16.9 Downloading and Importing Technical Roles

You can download technical roles and import them later into an Identity Governance environment. The download will either generate a single JSON file or a zip file depending on the options you select during download, such as associated applications and assigned categories. In addition to downloading the role definitions, you can download the list of roles as a CSV file.

To download or import technical roles:

  1. Log in as a Customer, Global, or Technical Roles Administrator.

  2. Under Catalog, select Roles.

  3. To download a list of technical roles with name, description, and state as a CSV file, select Actions > Download all as CSV on the Roles tab.

  4. To download one or more role definitions:

    1. Select one or more policies from the list, then click Actions > Download Definitions.

    2. Type the role name or a meaningful description.

    3. (Optional) Include references to technical role owners and download associated applications and assigned categories.

    4. Select Download.

  5. Select the download icon on the top title bar to access the saved files and download the files.

  6. (Optional) Delete the downloaded files from the download area in Identity Governance.

    If you do not manually delete files, Identity Governance will automatically delete them based on your default download retention day settings. For information about customizing download settings, see Section 3.9, Customizing Download Settings.

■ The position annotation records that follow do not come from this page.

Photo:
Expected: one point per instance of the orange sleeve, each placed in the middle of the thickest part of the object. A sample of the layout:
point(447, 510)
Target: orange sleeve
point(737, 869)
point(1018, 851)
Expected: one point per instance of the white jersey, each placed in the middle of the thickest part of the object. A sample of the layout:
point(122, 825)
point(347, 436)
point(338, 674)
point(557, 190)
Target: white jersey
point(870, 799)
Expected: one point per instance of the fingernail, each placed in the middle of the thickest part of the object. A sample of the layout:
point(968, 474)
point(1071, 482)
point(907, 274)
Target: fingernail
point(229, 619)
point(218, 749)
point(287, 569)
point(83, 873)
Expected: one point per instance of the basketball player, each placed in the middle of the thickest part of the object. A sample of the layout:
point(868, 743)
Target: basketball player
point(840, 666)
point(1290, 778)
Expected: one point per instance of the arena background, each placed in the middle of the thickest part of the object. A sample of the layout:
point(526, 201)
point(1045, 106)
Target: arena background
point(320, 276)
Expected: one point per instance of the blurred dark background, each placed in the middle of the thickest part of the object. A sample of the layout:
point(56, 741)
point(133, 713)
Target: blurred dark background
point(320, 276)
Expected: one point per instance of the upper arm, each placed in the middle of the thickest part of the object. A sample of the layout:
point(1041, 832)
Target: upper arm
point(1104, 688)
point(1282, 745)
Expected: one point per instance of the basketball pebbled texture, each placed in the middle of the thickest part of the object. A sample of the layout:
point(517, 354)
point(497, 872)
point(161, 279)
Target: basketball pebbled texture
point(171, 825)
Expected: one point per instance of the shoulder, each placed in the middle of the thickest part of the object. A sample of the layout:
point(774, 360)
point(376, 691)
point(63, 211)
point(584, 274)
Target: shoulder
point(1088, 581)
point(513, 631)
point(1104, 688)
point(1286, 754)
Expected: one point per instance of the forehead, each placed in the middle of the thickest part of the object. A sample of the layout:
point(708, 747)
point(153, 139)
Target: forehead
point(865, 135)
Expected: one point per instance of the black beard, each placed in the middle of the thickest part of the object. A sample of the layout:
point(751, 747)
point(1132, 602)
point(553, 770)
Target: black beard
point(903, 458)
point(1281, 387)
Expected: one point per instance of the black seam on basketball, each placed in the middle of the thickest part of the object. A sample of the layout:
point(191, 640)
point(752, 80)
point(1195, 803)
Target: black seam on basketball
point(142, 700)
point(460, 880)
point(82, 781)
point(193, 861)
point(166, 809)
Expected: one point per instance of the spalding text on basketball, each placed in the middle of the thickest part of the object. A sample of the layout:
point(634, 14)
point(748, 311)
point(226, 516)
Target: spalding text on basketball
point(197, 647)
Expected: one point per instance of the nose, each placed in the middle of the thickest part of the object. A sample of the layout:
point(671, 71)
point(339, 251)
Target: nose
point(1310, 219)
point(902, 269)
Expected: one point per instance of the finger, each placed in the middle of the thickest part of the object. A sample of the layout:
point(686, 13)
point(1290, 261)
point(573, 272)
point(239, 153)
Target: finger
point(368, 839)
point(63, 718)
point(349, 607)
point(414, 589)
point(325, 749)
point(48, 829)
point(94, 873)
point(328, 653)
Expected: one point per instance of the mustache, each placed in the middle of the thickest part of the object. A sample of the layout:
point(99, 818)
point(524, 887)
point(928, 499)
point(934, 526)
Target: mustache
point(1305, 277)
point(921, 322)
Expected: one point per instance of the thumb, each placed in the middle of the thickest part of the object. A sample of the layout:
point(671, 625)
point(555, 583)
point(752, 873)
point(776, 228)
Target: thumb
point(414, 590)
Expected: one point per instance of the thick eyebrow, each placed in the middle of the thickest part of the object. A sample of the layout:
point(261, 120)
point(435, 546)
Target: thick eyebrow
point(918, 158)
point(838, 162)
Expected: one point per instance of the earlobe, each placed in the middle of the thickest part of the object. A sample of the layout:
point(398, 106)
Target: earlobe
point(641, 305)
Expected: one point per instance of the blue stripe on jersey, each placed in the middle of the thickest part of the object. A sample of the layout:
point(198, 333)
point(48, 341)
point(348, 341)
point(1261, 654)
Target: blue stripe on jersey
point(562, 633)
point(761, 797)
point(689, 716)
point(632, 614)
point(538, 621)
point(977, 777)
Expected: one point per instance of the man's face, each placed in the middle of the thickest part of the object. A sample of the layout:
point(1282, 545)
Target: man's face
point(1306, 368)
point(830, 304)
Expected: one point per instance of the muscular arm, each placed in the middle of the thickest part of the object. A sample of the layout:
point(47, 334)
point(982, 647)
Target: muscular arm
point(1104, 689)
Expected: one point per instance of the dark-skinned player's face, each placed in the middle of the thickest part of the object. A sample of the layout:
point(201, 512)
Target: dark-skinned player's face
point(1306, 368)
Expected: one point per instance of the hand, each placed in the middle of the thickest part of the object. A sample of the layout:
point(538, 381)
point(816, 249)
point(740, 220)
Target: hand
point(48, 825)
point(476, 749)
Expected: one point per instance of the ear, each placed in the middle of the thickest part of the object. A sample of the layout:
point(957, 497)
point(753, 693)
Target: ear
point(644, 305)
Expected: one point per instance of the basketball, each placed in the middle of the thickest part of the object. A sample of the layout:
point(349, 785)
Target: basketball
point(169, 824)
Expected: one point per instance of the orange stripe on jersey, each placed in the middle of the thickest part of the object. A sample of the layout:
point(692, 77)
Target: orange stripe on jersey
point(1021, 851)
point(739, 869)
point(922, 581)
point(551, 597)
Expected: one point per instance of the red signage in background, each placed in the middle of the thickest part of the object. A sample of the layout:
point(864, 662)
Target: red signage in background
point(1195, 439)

  7. If you make changes, or want to import previously downloaded technical roles into another environment, select Import Technical Roles on the Roles tab.

  8. Navigate to the technical roles JSON or zip file, select the file to import, then click Open.

    Identity Governance detects whether you are importing new or updated roles and whether the updates would create any conflicts or have unresolved references.

    Identity Governance adds an indicator to technical roles that cannot be resolved because a match for a referenced object was not found in the system. Importing before the roles are resolved will result in incomplete roles with some missing permissions. If an indicator appears next to a role in the import view, inspect these roles and ensure that they map properly in the target system.

  9. Select how to continue based on what information is displayed.

    NOTE:After importing roles, you must activate them for Identity Governance to recognize the users that hold the permissions as members of a technical role. For more information, see Section 16.6, Activating Technical Roles.

  10. (Conditional) If you import more than the preconfigured threshold for the number of roles that can be displayed on the import page, Identity Governance will switch to bulk import mode. When in bulk mode, instead of selecting whether to create, update or handle conflicts for specific roles, you can select to import all new roles and update all existing roles. For conflicts, you can choose to either overwrite existing roles or create new roles.

    NOTE:The default value for roles that can be displayed is 200 or the value specified in com.netiq.iac.importExport.maxImportsToDisplay property.

  11. (Optional) Download the auto-generated import report from the download area. The import report will identify what was imported as well as call out any unresolved references.